Git Product home page Git Product logo

Comments (7)

gerrymanoim avatar gerrymanoim commented on August 11, 2024

So you raise a good point - I don't necessarily care about 1.1 specifically being being the minimum version (its been a few years, we can move it 1.3?), but I do think it is worth having some minimum version being compatible with the library. The situation I worry about is we decide to use some newer pandas feature without really thinking about it, forcing anyone to immediately upgrade to pandas 2.x, which is a pretty big lift.

I agree with you that we don't do this for other libraries (though arguably we should for numpy), but the few other libraries we directly depend on are probably much less painful to upgrade than doing a full pandas version bump. Unfortunately I can't find any pandas equivalent of https://numpy.org/neps/nep-0029-deprecation_policy.html.

Thoughts?

from exchange_calendars.

maread99 avatar maread99 commented on August 11, 2024

I agree the ideal is to be able to declare the minimum supported version of major dependencies.

The tests were failing as pandas 1.1 wouldn't build (here).
I bumped the minimum to 1.3 and the same thing happened (here).
Bumped it to 1.4 and it built on all platforms (here), although took an age - about 17 minutes on macos! (Worth noting this isn't an issue with the later versions - the latest one builds fine, seems to be something to do with the later v1 releases).

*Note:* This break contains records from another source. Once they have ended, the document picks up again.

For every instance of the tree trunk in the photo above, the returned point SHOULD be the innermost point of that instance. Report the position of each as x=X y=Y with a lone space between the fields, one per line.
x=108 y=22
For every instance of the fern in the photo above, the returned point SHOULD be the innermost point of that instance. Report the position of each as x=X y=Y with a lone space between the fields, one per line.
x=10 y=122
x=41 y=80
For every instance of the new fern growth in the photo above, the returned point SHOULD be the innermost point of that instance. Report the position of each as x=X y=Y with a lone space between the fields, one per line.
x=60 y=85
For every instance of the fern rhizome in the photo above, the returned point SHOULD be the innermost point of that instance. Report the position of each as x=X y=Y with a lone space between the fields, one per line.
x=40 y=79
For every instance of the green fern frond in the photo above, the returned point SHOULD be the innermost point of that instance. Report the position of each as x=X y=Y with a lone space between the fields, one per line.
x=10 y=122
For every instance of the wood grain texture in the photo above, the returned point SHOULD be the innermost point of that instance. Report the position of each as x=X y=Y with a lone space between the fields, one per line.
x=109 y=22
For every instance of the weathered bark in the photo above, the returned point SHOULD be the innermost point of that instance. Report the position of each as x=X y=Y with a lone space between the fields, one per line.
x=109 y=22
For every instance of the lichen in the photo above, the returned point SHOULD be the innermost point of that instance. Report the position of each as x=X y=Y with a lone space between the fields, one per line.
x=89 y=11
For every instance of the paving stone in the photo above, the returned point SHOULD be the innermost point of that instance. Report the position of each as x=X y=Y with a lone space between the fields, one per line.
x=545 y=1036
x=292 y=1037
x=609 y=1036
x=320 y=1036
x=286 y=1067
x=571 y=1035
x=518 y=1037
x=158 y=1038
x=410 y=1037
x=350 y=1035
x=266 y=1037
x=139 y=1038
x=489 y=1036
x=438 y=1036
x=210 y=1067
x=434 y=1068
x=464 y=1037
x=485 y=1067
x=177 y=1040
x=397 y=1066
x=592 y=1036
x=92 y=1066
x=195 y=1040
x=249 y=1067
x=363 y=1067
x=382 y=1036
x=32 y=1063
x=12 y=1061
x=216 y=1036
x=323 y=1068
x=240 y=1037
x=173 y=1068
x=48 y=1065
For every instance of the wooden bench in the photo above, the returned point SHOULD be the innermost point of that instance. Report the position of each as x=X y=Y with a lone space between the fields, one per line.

@gerrymanoim, If your happy with pandas>=1.4 I'll leave it there...?

from exchange_calendars.

gerrymanoim avatar gerrymanoim commented on August 11, 2024

Yep - fine with that.

Though clicking through those 1.3 seems to be a numpy error? https://github.com/gerrymanoim/exchange_calendars/actions/runs/6017394262/job/16323473168. It occurs while building pandas but the issue seems to be in actually building numpy. The version of numpy there is also ancient Downloading numpy-1.19.3.zip (7.3 MB). Looking at 1.1 again, seems to be the same case Collecting numpy==1.17.3. I'm not surprised that these numpys don't build with 3.11.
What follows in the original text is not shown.